Parish Council vice-chairman John Hope said, ‘I still feel this is a very large development in a very small village. It has been approved, so we now have to accept it. I hope most of the jobs promised are full-time jobs because that is the only benefit Langham will get from this, as far as I’m concerned.’

Given the proximity of the school, Norfolk County Council reduced the speed limit in North Street to 20 mph.

While work was going on there was much noise and disturbance. Again and again dumper trucks carried spoil down to a pit at Seeley’s Barn and left the roadway filthy; a crane rose against the skyline and pile-driving was added to the Langham soundscape. But even antipathetic locals had to admit that the tradesmen employed on the site seemed to know what they were about.

Ian Johnston, the owner of Avada Langham Ltd, is a house-builder and not a hotelier. His heart had never been in the idea of running the hotel, and in 2016, when the building was still under development, he put it up for sale.

In June 2017 it was purchased by the Bijou Collection, owned by the Cutmore-Scott family, whose expertise in the hospitality industry had till then been focused on their wedding venues. Sam Cutmore-Scott, elder son of the founders and already a director of the company, took over the hotel and supervised its completion: an enterprise costing millions of pounds.
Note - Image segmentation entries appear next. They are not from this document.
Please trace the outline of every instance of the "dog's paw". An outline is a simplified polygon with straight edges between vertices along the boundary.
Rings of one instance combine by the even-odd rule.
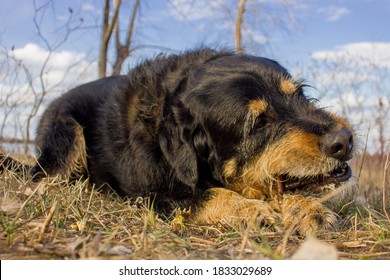
[[[283,196],[280,208],[284,228],[296,230],[301,235],[329,229],[336,223],[335,214],[314,198]]]
[[[210,189],[210,198],[199,205],[192,218],[199,224],[225,224],[237,227],[241,224],[272,225],[277,230],[280,214],[263,200],[248,199],[236,192]]]

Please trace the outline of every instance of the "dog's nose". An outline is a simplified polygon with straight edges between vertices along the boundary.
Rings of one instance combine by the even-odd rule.
[[[343,127],[340,130],[326,133],[321,138],[321,149],[329,157],[346,161],[352,158],[352,132]]]

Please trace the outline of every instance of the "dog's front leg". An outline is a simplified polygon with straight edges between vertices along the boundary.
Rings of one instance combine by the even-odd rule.
[[[280,215],[266,201],[248,199],[223,188],[211,188],[206,195],[190,218],[198,224],[238,226],[242,223],[275,225],[280,222]]]

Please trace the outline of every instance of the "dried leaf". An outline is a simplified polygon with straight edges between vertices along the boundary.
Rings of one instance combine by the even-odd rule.
[[[291,256],[292,260],[337,260],[338,252],[334,245],[309,238]]]

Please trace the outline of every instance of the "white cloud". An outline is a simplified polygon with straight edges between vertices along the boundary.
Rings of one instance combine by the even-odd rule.
[[[8,53],[1,50],[0,61],[7,65],[0,69],[0,126],[5,120],[4,136],[23,137],[23,125],[43,90],[47,91],[47,104],[59,94],[97,76],[96,62],[91,62],[85,53],[49,52],[31,43]],[[43,109],[42,106],[39,114]],[[33,120],[31,135],[38,118],[39,115]]]
[[[359,42],[338,46],[333,50],[317,51],[316,60],[349,63],[351,66],[390,68],[390,42]]]
[[[87,12],[94,12],[96,10],[99,10],[98,8],[96,8],[94,5],[92,5],[91,3],[87,3],[87,2],[83,2],[81,4],[81,9],[83,11],[87,11]]]
[[[171,0],[169,14],[178,21],[195,21],[222,16],[223,0]]]
[[[327,21],[338,21],[351,14],[351,10],[344,7],[328,6],[318,9],[318,12],[326,16]]]

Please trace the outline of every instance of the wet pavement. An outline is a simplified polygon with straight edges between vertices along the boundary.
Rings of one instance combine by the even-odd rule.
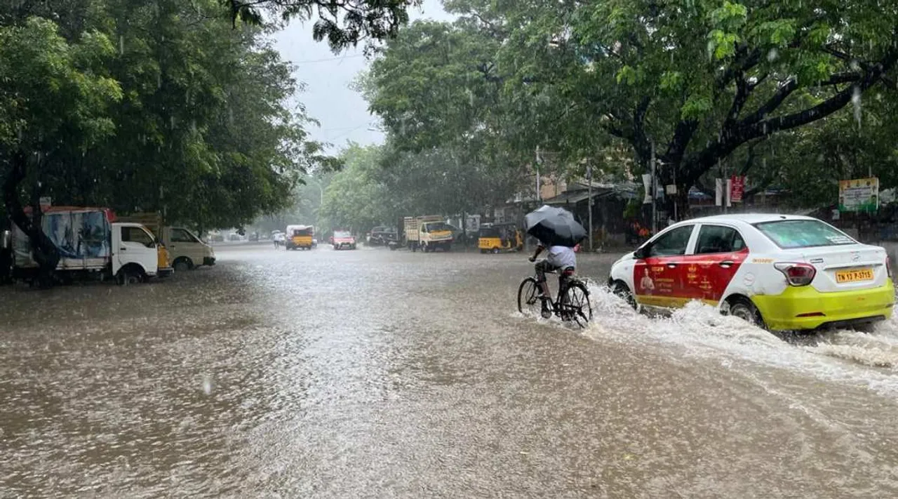
[[[0,496],[898,495],[898,322],[787,343],[595,287],[581,331],[516,313],[519,254],[217,253],[0,288]]]

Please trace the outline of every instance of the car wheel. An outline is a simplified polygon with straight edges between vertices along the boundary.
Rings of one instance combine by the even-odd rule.
[[[737,298],[730,303],[729,315],[756,325],[764,326],[764,321],[761,316],[758,307],[751,300],[744,298]]]
[[[633,293],[630,292],[629,288],[628,288],[623,282],[620,281],[615,282],[612,292],[613,292],[618,298],[626,301],[627,305],[629,305],[634,310],[638,307],[638,305],[636,303],[636,299],[633,298]]]

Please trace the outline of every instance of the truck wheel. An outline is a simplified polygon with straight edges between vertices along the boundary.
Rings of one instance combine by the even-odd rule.
[[[182,256],[174,261],[174,272],[186,272],[187,271],[193,270],[193,262],[186,256]]]
[[[130,286],[131,284],[140,284],[144,281],[143,272],[136,269],[122,269],[119,271],[119,285]]]

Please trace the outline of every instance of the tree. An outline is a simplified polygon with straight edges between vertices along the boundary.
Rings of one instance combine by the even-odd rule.
[[[488,69],[476,88],[501,84],[501,103],[467,121],[467,129],[501,120],[512,130],[502,139],[512,150],[543,145],[577,160],[622,140],[638,174],[647,170],[654,143],[662,181],[675,177],[680,202],[690,186],[741,148],[832,116],[872,88],[885,93],[884,82],[894,86],[890,75],[898,60],[898,11],[872,0],[454,0],[446,7],[463,19],[429,26],[430,32],[412,26],[409,40],[417,40],[419,53],[397,40],[383,56],[393,60],[382,65],[404,67],[402,78],[412,82],[444,66]],[[437,40],[432,33],[487,49],[450,49],[440,62],[428,45]],[[418,86],[405,92],[394,85],[393,91],[384,75],[377,87],[393,94],[388,103],[398,102],[390,104],[398,111],[385,119],[391,129],[395,123],[428,130],[454,123],[436,105],[422,105],[426,94]],[[445,85],[468,86],[452,78]],[[393,111],[383,102],[373,101],[373,109],[389,116]]]
[[[59,174],[64,158],[113,132],[106,110],[121,98],[121,89],[102,67],[112,51],[100,32],[85,32],[79,43],[69,44],[53,22],[39,18],[0,27],[0,147],[12,151],[3,156],[4,205],[31,239],[44,286],[59,254],[40,228],[41,183]],[[20,198],[26,180],[32,218]]]

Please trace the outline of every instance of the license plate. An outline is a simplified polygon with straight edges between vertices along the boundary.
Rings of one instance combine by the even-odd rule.
[[[873,269],[858,271],[841,271],[836,272],[836,282],[857,282],[858,281],[873,281]]]

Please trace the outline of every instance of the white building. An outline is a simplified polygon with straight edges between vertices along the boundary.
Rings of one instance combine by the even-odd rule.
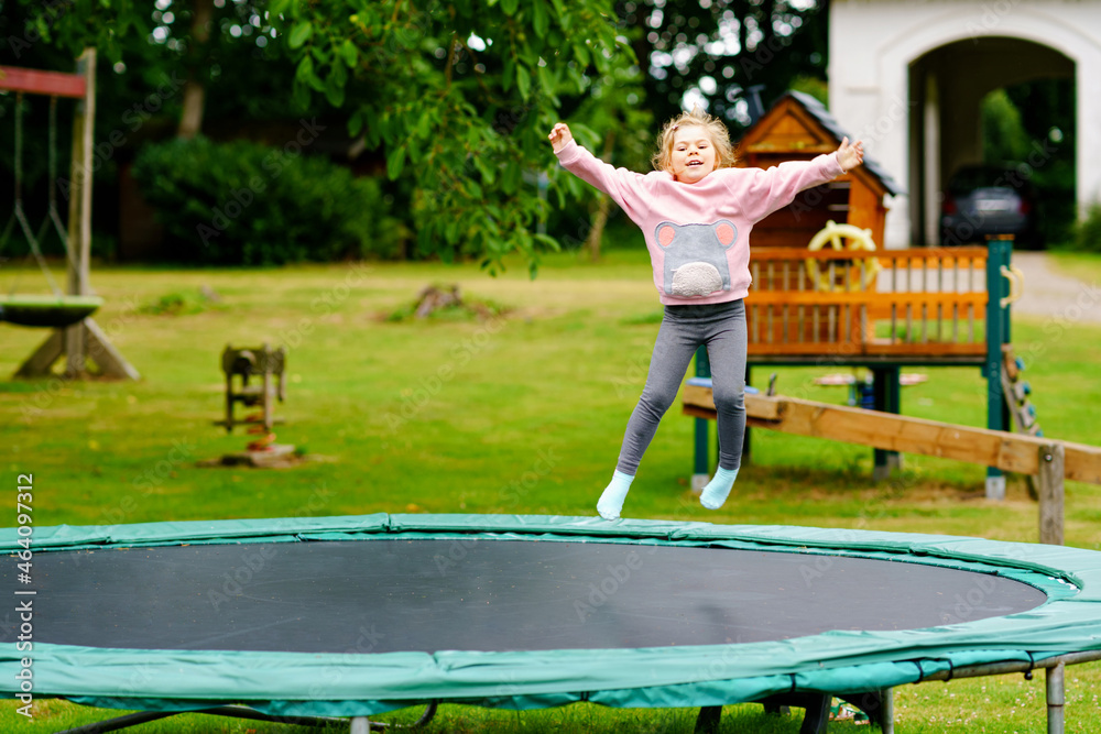
[[[1101,0],[833,0],[829,47],[830,111],[906,188],[886,247],[936,243],[945,179],[982,160],[983,96],[1032,79],[1075,79],[1080,216],[1101,200]]]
The hotel was named ‘The Harper’ as a tribute to Stanley Harper Cutmore, Sam’s maternal grandfather, who with his brother Jim ran Cutmore’s Mechanics in Barrack Street, Norwich – and whose work ethic still inspires the family today. As a further nod to him, and to the glassworks, the decor, featuring much iron, copper and slate, is faintly redolent of Britain’s industrial past.

The Harper was due to open on 1 April 2020. Preparations were in full swing when the lockdown was imposed. A very difficult and uncertain time followed, but when Sam was finally able to reopen the bookings were encouraging and the enterprise is now doing well: Delia Smith was one of the first guests through the doors.


As envisaged by NNDC, the hotel is unashamedly upmarket. It attracts wealthy visitors from London and Cambridge and elsewhere. Use of the hotel facilities is restricted to hotel residents only, which has been a source of some ill feeling in the village given the history of the site, but the point has been made by the Cutmore-Scotts that, were it otherwise, non-resident visitors would have to park along North Street.

Recently the Bijou Collection also bought the adjoining Hall, which was on the market for £1.95m. It is being thoroughly refurbished and updated and will be incorporated into The Harper.